Radioactive iodine (RAI) therapy is the most appropriate postoperative treatment in this patient who is at intermediate risk of cancer recurrence based on his age, the size of the primary tumor (between 2 and 4 cm), the presence of vascular invasion and extrathyroidal extension and the number of involved lymph nodes (>5). He therefore may benefit from adjuvant RAI therapy, due to his higher risk of persistent or recurrent disease. RAI therapy is given in conjunction with levothyroxine therapy, which is indicated in all patients who have had a total thyroidectomy. Because of his intermediate-risk disease, it may be appropriate to lower the thyroid-stimulating hormone level to less than 0.1 µU/mL (0.1 mU/L) in the absence of contraindications such as pre-existing cardiovascular disease or age greater than 65 years.

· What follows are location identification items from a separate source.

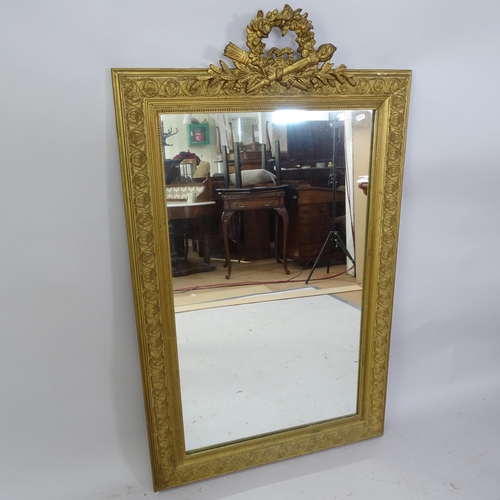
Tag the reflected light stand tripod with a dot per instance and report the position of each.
(333, 239)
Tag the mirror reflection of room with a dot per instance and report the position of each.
(317, 156)
(257, 284)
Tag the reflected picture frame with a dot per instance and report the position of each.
(198, 134)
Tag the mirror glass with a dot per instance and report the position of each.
(261, 350)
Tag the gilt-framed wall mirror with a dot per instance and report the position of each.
(262, 205)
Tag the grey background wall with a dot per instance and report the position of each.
(71, 419)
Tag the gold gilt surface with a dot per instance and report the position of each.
(261, 81)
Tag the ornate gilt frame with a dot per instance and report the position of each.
(260, 81)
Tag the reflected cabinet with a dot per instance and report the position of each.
(290, 369)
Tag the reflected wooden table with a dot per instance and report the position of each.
(238, 200)
(179, 212)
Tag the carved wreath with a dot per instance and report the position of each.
(255, 69)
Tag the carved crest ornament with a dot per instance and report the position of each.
(257, 69)
(261, 80)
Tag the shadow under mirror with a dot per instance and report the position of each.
(267, 221)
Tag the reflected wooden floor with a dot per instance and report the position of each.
(257, 278)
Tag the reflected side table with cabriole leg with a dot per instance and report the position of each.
(238, 200)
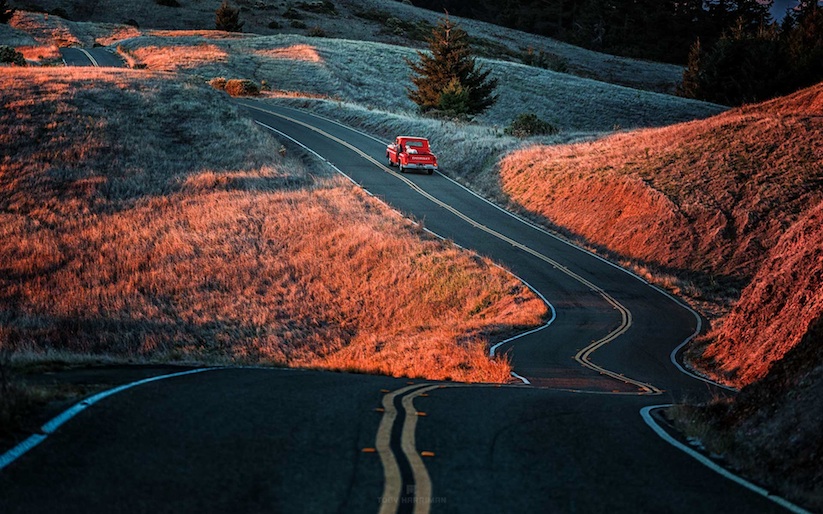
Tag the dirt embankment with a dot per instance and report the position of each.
(737, 197)
(709, 197)
(776, 309)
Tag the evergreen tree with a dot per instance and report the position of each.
(804, 41)
(448, 79)
(692, 84)
(228, 18)
(6, 11)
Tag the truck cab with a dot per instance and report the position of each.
(411, 153)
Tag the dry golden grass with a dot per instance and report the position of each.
(152, 221)
(48, 30)
(293, 52)
(706, 196)
(117, 33)
(735, 196)
(40, 54)
(775, 310)
(182, 57)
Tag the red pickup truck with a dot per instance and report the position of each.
(411, 153)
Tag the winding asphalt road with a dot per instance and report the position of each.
(96, 56)
(264, 440)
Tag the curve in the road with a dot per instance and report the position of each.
(583, 356)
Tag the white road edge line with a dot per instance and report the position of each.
(698, 318)
(492, 349)
(583, 356)
(55, 423)
(645, 412)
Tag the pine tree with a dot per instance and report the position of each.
(6, 11)
(692, 83)
(448, 79)
(228, 18)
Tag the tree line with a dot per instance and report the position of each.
(734, 50)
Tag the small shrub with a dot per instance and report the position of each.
(324, 7)
(9, 55)
(241, 87)
(62, 13)
(6, 12)
(292, 14)
(227, 18)
(218, 83)
(527, 125)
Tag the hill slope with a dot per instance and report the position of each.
(151, 221)
(385, 21)
(708, 197)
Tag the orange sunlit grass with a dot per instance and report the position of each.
(153, 222)
(49, 30)
(295, 52)
(182, 57)
(735, 196)
(40, 54)
(706, 196)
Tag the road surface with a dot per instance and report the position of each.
(264, 440)
(97, 56)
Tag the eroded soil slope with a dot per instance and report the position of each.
(709, 197)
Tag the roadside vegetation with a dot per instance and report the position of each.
(384, 21)
(725, 211)
(570, 103)
(731, 209)
(152, 221)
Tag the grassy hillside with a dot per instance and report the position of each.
(772, 428)
(376, 76)
(776, 310)
(732, 201)
(385, 21)
(708, 198)
(151, 221)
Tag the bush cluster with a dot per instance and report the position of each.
(9, 55)
(527, 125)
(241, 87)
(227, 18)
(324, 7)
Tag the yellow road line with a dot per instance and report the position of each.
(422, 481)
(92, 59)
(583, 355)
(390, 501)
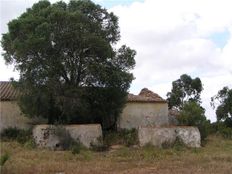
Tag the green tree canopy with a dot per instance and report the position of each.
(69, 68)
(192, 114)
(183, 90)
(223, 100)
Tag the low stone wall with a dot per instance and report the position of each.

Traditional chemotherapeutic agents, such as doxorubicin, are generally ineffective in the management of differentiated thyroid cancer and would not be indicated for this patient. In patients with anaplastic carcinoma of the thyroid, however, some studies have demonstrated a possible benefit with concomitant use of paclitaxel-based chemotherapy and external-beam radiotherapy. This patient has classic papillary thyroid cancer histology and would not benefit from such treatment.
External-beam radiotherapy is rarely used in patients with differentiated thyroid cancer. An exception would be the management of patients with inoperable disease that threatens to cause local extension into vital structures in the neck such as the trachea, esophagus, or major blood vessels.
Because of the extent of disease found at surgery and this patient's high risk of recurrence, providing no additional therapy would not be an appropriate next step in management.